A very wise nurse once said to me-actually says at least once a month- "you can't save them all". It sounds flippant, but it's not, not at all. I work with ESRD patients. Literally, my entire caseload of patients are dying, A precious few will get transplants, but most will die within a few years, usually of heart disease. They know this, they know they are immunologically fragile, they know they need to eat enough protein but watch their phosphorus and calcium levels, take their binders at meals, eat plenty of fruits and veggies and watch their potassium, etc. They know they need to take their Epogen injections on time, get their Venofer, they know they need to and they know why, and what the potential consequences are when they don't. And some of them just don't do it. They know, but they don't do it.
Sometimes the hardest part of my day is to remain my patient's advocate for the choices they make, when my brain is screaming "This choice is likely to kill you!". Or the patient who gets calciphylaxis and nothing can help with the pain, nothing slows it down, their whole world becomes the pain and I can't tell them it's going to be ok or it's going to get better or easier. Because I will not ever lie to my patients.

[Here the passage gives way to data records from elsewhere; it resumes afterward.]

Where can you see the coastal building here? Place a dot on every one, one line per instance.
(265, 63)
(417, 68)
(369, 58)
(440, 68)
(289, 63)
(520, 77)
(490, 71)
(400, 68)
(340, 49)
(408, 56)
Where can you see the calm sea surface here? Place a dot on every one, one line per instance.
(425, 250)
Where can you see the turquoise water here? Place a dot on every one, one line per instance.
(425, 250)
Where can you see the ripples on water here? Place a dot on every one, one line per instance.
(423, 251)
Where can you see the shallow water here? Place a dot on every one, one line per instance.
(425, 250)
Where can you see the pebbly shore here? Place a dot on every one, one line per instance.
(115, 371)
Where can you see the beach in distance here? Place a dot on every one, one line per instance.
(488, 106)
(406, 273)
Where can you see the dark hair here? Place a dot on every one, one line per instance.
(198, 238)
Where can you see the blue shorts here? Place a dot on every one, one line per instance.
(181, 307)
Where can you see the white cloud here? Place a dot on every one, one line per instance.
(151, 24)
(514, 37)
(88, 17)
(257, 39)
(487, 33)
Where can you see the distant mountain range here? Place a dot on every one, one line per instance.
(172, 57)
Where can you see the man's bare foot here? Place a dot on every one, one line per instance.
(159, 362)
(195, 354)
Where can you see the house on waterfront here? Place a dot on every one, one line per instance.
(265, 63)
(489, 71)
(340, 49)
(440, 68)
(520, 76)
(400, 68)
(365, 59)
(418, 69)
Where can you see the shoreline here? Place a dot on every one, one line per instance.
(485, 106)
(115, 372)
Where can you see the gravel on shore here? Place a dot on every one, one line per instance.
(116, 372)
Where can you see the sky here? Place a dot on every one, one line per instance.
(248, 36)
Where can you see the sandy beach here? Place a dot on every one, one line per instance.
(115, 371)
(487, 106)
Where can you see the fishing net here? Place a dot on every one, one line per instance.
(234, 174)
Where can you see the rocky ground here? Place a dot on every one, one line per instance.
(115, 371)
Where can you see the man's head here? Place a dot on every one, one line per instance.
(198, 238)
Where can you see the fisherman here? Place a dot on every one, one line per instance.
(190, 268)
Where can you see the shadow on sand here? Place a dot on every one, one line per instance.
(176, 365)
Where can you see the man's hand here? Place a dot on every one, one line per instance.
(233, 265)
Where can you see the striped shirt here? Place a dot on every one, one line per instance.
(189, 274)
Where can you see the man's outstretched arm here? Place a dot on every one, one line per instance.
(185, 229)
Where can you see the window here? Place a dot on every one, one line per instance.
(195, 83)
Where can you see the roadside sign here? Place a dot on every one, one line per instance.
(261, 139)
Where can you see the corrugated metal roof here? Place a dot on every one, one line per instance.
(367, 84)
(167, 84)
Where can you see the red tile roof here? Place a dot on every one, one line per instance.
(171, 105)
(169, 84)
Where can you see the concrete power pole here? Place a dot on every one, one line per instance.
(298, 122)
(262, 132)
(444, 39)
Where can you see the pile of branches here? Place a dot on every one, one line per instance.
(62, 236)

Even as I hate what choices they are making I still need to be their champion, educate them, but accept their agency and be the one who safeguards their right to choose.
I also know I make a difference. There are days I have to be reminded of this. I have a patient who I told to put it out there on social media that a transplant would be a life-saving gift. There are now over a dozen people being tested to give a kidney. I made a difference for that patient. That's enough for me, except for the days when it's not,
You're a nurse, no one ever said it was going to be easy. I admire you for doing mental health, it's a specialty we desperately need more nurse to choose, I promise you DO make a difference, to someone, every day you show up.